I keep telling myself to breathe. Having to remind myself. I thought I would have been over all of this by now but I'm clearly not. Every time I think I am, something triggers and I'm back to a hurting depressed mess. We miscarried at only 5 weeks. Very early, but my first pregnancy and first miscarriage. I've prayed so very long to start a family. It was unexpected but such a blessing. And then it was gone. With nothing to remind me it was real now but the feelings and pictures of positive home pregnancy tests. We didn't go public with neither the pregnancy nor loss. The few that knew of the loss act like it never happened. One cousin just got pregnant with her second. She finds out the gender tomorrow. Another cousin just found out she's pregnant with her third. They hope it's a boy. Everyone at work is having babies. I'm doing baby shower cakes for some of them. I feel so much pain. I feel so alone. How long does it take to not feel this way any more?
Hello and Welcome. I am so very sorry for your loss. I lost my first daughter 11 years ago. The simple answer is that it differs for everyone, but truly, the pain of the loss never leaves you. I believe it simply gets easier to carry. It's not as heavy, doesn't hurt as much, but its still there. I'm so sorry that you have constant reminders of your loss all around you. Please know you are not alone.
Love and Hugs
So sorry for your loss I truly understand how you feel I lost my baby boy at 21weeks and also my first baby I truly wished that the reminders could be less constant but sometimes they aren’t and yes it makes you feel alone or it has you thinking about the word without an answer “WHY” if it’s any help for you I suggest talking about your feelings specially with your partner it helps sometimes and if you ever want to speak with someone that understands the heartache if it’s any help you can always inbox me
I'm so sorry you're going through this. Like Josie12907 said, you are not alone. We are here for you always! We will virtually hold your hand through the hard days. Your post title is spot on - just breathe. Take it one day, one step, one breath at a time.

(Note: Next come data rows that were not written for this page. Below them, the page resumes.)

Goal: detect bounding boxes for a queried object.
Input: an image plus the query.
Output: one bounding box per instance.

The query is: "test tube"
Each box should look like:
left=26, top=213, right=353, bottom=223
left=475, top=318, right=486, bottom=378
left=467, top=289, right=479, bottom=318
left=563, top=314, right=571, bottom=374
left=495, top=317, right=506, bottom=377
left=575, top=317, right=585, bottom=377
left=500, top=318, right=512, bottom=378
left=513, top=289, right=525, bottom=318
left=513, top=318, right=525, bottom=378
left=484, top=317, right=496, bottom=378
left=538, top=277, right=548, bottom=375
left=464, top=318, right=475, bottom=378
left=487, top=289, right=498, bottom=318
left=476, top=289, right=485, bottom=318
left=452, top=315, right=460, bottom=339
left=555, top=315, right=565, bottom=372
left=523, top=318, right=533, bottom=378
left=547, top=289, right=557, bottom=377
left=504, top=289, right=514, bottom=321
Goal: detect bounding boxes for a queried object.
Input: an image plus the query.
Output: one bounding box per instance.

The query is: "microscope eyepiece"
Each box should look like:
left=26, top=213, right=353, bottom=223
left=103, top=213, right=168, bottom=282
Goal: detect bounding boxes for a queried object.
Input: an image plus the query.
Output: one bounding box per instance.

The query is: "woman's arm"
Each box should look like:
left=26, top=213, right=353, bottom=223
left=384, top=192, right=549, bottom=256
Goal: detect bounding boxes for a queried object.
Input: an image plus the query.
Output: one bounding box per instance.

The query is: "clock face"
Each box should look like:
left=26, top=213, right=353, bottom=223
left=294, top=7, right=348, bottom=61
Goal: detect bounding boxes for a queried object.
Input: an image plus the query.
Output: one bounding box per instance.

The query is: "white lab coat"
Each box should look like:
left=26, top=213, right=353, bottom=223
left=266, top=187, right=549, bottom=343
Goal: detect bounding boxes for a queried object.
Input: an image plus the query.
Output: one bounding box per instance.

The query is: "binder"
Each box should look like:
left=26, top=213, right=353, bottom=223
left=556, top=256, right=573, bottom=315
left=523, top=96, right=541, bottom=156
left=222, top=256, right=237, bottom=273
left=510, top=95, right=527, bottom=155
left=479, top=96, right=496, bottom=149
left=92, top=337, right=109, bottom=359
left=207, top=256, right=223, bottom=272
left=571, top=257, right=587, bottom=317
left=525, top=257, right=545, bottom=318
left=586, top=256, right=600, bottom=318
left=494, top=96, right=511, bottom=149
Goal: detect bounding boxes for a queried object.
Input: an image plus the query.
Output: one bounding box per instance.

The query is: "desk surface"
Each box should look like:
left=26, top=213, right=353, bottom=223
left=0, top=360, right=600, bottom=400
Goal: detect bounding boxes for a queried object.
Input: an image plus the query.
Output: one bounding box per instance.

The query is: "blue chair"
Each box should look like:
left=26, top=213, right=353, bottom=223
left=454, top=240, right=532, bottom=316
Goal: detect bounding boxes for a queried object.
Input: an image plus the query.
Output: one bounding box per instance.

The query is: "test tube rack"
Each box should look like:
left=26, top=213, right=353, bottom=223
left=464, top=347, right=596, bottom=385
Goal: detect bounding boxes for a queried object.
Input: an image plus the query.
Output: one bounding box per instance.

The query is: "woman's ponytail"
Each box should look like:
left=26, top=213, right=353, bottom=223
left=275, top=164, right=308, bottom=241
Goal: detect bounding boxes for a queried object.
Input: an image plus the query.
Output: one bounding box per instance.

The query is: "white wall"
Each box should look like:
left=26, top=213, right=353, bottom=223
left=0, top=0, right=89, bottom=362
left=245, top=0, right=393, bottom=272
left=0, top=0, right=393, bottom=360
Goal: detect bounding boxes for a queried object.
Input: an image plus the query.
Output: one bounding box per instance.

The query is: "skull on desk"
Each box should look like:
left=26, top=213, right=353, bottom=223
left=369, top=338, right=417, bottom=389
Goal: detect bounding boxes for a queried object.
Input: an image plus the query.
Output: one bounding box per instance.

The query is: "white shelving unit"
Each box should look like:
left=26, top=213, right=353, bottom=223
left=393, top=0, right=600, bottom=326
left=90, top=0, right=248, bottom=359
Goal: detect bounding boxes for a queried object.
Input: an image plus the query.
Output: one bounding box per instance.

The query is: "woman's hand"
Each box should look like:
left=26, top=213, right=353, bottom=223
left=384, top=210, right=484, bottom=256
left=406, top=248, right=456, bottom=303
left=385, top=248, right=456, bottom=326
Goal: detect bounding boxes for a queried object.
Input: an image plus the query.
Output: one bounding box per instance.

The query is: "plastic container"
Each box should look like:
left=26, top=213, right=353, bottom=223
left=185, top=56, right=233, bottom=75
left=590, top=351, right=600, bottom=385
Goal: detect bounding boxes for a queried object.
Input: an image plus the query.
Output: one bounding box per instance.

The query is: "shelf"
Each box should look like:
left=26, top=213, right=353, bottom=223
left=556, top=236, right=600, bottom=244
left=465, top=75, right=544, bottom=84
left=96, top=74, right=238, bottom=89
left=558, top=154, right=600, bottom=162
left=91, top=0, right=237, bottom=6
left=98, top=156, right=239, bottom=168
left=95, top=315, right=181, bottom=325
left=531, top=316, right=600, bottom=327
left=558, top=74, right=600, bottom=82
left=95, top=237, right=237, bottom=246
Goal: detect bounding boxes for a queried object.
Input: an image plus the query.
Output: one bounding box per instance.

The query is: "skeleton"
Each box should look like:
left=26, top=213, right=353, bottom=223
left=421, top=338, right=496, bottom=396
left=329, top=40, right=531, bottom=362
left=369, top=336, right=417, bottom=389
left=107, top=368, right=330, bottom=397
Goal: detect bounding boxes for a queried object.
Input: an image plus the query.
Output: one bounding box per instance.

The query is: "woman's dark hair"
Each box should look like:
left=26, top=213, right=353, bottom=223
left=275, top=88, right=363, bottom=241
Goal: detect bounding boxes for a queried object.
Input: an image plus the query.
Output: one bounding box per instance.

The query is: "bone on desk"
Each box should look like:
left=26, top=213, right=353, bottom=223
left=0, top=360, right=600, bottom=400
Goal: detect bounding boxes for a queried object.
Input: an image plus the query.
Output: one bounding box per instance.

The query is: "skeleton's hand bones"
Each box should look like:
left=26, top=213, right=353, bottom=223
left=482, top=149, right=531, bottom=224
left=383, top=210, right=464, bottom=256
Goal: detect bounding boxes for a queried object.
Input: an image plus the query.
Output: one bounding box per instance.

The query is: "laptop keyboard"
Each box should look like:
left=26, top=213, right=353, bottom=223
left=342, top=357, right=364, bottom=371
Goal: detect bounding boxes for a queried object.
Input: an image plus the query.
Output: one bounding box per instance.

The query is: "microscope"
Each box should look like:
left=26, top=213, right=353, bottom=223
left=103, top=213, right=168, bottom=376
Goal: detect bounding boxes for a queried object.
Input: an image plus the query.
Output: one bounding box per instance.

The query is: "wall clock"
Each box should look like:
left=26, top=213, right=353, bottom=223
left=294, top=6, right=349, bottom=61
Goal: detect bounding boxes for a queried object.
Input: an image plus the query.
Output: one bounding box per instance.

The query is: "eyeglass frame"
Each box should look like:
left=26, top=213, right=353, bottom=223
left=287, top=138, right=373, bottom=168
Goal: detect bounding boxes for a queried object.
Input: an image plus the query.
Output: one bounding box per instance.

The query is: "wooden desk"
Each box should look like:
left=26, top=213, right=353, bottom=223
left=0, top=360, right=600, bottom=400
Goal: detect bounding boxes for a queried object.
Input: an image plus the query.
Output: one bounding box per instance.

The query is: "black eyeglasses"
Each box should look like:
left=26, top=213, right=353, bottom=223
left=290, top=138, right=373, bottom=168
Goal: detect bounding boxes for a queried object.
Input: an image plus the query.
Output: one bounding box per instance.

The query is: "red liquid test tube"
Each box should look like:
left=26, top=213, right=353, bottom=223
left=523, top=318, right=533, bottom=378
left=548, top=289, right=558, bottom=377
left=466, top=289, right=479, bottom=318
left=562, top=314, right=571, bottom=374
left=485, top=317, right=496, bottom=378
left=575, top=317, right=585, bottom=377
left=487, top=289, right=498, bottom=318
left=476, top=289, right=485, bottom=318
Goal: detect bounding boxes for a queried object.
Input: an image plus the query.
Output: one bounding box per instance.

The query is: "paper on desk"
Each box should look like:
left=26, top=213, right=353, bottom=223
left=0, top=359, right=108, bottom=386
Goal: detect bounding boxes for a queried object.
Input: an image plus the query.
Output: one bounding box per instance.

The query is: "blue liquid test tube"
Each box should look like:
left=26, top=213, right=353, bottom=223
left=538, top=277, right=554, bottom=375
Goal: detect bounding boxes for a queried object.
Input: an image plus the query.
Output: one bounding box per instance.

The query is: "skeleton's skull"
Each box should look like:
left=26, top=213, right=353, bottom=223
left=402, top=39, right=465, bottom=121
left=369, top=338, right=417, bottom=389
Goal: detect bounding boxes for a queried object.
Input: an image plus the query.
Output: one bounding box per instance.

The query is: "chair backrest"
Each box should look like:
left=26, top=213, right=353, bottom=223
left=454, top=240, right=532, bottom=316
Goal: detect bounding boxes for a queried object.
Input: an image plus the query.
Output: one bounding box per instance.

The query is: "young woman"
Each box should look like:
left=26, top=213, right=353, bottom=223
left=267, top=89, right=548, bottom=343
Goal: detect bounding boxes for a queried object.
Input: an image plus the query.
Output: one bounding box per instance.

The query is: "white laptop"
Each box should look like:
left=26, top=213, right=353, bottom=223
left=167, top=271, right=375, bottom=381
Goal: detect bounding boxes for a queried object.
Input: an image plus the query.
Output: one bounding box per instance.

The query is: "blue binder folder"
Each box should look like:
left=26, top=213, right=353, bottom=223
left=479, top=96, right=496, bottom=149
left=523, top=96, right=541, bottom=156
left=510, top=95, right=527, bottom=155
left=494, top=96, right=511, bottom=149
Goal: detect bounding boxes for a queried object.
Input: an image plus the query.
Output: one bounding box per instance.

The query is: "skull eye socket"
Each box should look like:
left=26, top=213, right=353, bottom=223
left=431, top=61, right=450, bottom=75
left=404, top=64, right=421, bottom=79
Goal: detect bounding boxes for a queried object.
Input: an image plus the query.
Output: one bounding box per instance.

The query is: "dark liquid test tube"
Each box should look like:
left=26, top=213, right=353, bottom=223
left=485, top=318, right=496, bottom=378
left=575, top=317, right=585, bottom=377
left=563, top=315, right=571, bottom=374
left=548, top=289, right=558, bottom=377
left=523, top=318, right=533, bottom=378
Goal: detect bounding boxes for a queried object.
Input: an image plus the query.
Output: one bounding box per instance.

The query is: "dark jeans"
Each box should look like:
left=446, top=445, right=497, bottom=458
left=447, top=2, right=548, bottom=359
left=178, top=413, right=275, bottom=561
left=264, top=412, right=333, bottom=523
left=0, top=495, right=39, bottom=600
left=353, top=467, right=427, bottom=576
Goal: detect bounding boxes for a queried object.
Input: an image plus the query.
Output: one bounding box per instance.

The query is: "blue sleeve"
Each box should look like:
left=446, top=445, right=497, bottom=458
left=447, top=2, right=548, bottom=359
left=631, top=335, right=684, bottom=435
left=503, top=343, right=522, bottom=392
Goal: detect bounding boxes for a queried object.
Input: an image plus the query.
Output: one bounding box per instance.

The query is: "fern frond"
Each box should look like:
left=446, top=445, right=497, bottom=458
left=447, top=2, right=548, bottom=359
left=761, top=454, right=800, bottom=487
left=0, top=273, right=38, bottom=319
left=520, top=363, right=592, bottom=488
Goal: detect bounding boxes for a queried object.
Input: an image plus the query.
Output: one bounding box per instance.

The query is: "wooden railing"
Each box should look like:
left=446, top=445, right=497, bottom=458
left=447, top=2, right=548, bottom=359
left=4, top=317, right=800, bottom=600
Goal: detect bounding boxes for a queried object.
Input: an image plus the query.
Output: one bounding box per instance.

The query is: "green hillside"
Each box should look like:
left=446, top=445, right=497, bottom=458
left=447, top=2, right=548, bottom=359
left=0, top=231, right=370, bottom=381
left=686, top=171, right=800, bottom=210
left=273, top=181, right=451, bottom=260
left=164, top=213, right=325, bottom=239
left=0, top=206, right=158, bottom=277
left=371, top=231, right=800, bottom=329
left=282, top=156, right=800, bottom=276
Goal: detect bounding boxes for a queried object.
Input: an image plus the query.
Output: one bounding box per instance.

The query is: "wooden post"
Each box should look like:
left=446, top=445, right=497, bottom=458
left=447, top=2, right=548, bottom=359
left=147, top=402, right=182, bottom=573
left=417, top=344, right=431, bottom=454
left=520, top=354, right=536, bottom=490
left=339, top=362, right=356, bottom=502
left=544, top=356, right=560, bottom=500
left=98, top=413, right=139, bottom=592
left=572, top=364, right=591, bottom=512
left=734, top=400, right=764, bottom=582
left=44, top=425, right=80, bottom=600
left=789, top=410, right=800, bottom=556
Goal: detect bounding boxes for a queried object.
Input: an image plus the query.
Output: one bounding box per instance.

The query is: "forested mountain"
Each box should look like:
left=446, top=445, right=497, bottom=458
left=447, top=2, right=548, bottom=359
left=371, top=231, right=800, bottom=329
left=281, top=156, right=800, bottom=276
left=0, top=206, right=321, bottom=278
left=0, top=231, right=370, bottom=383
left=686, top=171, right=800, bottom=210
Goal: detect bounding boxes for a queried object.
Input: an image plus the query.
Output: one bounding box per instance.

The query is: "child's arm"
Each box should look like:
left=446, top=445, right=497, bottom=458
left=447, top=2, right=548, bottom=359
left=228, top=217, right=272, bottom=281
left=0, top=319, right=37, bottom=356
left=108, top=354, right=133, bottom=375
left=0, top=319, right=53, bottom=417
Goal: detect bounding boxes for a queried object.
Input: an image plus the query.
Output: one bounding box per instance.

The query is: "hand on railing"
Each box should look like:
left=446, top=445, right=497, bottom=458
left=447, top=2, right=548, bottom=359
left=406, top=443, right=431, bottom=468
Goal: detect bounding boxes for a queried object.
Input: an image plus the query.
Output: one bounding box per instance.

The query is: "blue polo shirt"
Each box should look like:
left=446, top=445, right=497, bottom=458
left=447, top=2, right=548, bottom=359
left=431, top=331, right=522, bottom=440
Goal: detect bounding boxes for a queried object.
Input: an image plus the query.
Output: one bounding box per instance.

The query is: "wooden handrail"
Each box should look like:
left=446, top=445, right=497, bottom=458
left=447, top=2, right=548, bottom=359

How is your partner doing?
Communicating with my spouse is difficult. He's physically in Afghanistan and our communication is limited. So even when we do get to talk I honestly try to keep it light, let him know I'm okay. If he knows I'm okay, HE'S okay. That's the priority. I found out we miscarried 3 weeks after he went back this last deployment. Not having him here had made it even harder I would assume.
I just feel so isolated. Reaching out to family is futile. No one wants to talk about it or address it. No one wants to even ask if I'm okay. They're not used to the strong one being down and have no idea how to handle it. And the ones having more babies just ignore me altogether. As if keeping me from what's going on in our family makes it better. It makes me feel even more isolated that they don't tell me things anymore. I just feel like an outsider now. More alone than I ever have.
I know exactly how you feel. I've been feeling the same way for months. I have been talking about it, but from friends and family I'm starting to get "How long are you *supposed* to be this upset?" They don't understand. I think it's normal to hurt like this, but our society doesn't know how to handle this kind of grief. But you are not alone, and how you feel is normal. That might not help, but I know reminding myself that my feelings and my pain are valid reminds me that, yes, the pregnancy was real. I know what you mean about feeling like there's nothing there to remind you that it was real. And it does feel really important to know that it was real. And seriously what is it with everyone around getting pregnant right when you're going through a loss of this magnitude! I'm right there with you. I feel like within a week of telling my closest friends, I found out three of them were all pregnant. And the co-worker I see the most often is pregnant, but is super nonchalant about it, like makes comments like "Oh yeah, I'll be gone taking care of the baby, I almost forgot!" And it makes me feel completely dead inside. But yeah, you are definitely not alone. And your pain is justified. I'm so sorry this happened to you. You did nothing wrong and you deserve to be happy, and I'm sure it will start to get easier eventually.
Perpetuelle, I'm sorry you're experiencing what you are. I know how difficult it is when others around you act as though their pregnancy is no big deal. One of the cousins that just got pregnant with her second, literally did so so she wouldn't have to go back to work right now. Getting babies out of manipulation. It just infuriates me some times. It doesn't seem fair. Thank you for your kind words. It helps to know someone else understands where I am coming from and how I feel. I too, have been getting the brushing off of "how long are you going to drag this out?" I just don't know that you can put a timeline on this type of pain. Is there anything anyone has done or tried that has helped with healing? A remembrance, memorial, I don't know, something? I feel like the blunt of my pain is subsiding, but I absolutely think of Tuck every day, think of how far along we would be, how life would be right now. Every single day. How our family would be changing. I just wonder what any of you have tried that has helped with healing.